Think Tank

Furnished Holiday Lets and Capital Allowance Claims

27th October 2014


The rules for tax on Furnished Holiday Lets have changed dramatically over the last few years, restricting the number of properties that will actually qualify, and reducing the income tax benefits for those that do meet the far stricter criteria. However one area that is still very effective for mitigating tax on your Furnished Holiday Let is to make sure you have maximised Capital Allowance claims on qualifying properties.

This is one area that is often neglected, as property owners are not fully aware of potential claims that could be made. It is not only furnishings and equipment within a property that qualify, but also a substantial proportion of what might be considered part of the fabric of the building, known as integral features.

Items that qualify for integral features relief include all plumbing, heating and electrical works, together with bathroom and kitchen fittings. This includes all time spent by plumbers, builders and electricians installing such items, so any work rewiring, and putting in new fittings should always be considered for Capital Allowances purposes.

A more significant area that is often overlooked is the purchase of a property to be used for holiday letting purposes.
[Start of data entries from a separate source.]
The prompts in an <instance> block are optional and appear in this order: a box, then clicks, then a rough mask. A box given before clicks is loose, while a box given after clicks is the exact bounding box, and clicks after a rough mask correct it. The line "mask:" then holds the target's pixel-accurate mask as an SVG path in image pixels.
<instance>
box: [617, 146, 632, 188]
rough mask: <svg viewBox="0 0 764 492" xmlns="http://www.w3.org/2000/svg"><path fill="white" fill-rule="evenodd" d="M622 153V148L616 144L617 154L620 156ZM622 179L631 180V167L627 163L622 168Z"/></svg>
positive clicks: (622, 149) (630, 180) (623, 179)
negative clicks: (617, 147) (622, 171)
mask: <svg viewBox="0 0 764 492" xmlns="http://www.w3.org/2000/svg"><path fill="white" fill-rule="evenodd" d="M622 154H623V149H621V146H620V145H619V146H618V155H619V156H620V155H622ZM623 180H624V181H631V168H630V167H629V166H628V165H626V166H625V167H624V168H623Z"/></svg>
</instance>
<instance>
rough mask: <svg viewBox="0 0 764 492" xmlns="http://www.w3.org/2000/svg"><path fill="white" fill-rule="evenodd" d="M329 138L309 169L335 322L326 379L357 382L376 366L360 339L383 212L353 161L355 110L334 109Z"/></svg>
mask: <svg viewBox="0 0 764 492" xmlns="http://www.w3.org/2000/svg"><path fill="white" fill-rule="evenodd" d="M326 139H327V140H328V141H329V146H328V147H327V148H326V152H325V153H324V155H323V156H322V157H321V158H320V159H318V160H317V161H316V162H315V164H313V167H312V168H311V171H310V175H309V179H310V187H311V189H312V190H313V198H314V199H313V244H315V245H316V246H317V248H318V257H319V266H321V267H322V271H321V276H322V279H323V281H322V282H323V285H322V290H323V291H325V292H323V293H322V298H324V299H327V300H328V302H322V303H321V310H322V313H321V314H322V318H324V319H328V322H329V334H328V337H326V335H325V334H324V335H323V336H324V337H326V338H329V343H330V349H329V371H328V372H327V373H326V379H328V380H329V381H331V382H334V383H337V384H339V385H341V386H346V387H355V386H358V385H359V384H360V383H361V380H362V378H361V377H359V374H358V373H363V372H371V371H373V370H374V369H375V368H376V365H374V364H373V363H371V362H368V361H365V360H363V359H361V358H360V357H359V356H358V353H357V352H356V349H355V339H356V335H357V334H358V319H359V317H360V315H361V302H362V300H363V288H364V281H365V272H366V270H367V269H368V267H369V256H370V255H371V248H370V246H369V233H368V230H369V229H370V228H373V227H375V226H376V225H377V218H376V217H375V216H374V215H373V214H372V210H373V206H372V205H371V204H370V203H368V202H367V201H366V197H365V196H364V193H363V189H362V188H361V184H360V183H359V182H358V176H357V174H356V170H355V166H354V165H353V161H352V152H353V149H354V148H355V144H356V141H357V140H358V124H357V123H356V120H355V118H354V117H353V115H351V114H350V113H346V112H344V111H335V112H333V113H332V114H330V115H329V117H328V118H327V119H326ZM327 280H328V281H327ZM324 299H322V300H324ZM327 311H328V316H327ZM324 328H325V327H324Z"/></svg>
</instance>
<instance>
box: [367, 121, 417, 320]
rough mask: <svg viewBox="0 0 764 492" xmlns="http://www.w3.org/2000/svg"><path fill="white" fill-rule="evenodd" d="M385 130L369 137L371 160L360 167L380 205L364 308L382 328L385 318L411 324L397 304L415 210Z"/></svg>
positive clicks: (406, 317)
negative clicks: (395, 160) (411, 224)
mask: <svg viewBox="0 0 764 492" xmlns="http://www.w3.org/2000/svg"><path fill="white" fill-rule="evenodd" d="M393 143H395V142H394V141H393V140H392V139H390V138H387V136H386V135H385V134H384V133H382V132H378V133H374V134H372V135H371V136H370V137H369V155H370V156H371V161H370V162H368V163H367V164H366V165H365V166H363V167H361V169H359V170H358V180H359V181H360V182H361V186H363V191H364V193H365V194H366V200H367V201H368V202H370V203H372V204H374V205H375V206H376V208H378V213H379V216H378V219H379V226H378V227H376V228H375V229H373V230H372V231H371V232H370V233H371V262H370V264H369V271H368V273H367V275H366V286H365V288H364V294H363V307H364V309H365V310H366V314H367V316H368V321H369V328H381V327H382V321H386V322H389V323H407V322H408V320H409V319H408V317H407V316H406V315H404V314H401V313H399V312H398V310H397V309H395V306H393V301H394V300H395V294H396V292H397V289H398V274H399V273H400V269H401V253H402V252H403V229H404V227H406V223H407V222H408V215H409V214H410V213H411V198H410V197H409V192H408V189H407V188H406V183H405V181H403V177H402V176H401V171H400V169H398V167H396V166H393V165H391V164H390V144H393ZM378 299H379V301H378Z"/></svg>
The proportion of the property which might qualify under the Capital Allowance rules to be integral features, varies depending on the specification of the property, but can amount to between 10% and 30% of the purchase price. Whilst previous rules allowed an individual to offset any loss generated against other income, this is no longer possible. However you are allowed to roll that loss forward to offset it against future profits of your furnished holiday letting business in future years. This means that where a substantial claim is made, it can be many years before tax will become payable on profits generated.

We recently worked with a firm of surveyors to generate a claim of 15% of the purchase price of a property for one particular client and that, together with allowances claimed on refurbishment costs, has meant that the client is unlikely to pay any income tax on rental profits for approximately ten years, saving approximately £39,000 over that period. And if you purchased your property several years ago? This should not be a problem, although your claim may be given at 8% a year rather than as a one off benefit.

This is an area that should be borne in mind when either purchasing or selling a property for holiday letting, as the price to be attributed to integral features could be agreed and built into the contract. These are clearly very valuable reliefs and frequently not maximised by property owners as they do not realise they are available. We are very happy to work with surveyors to identify savings that could be made.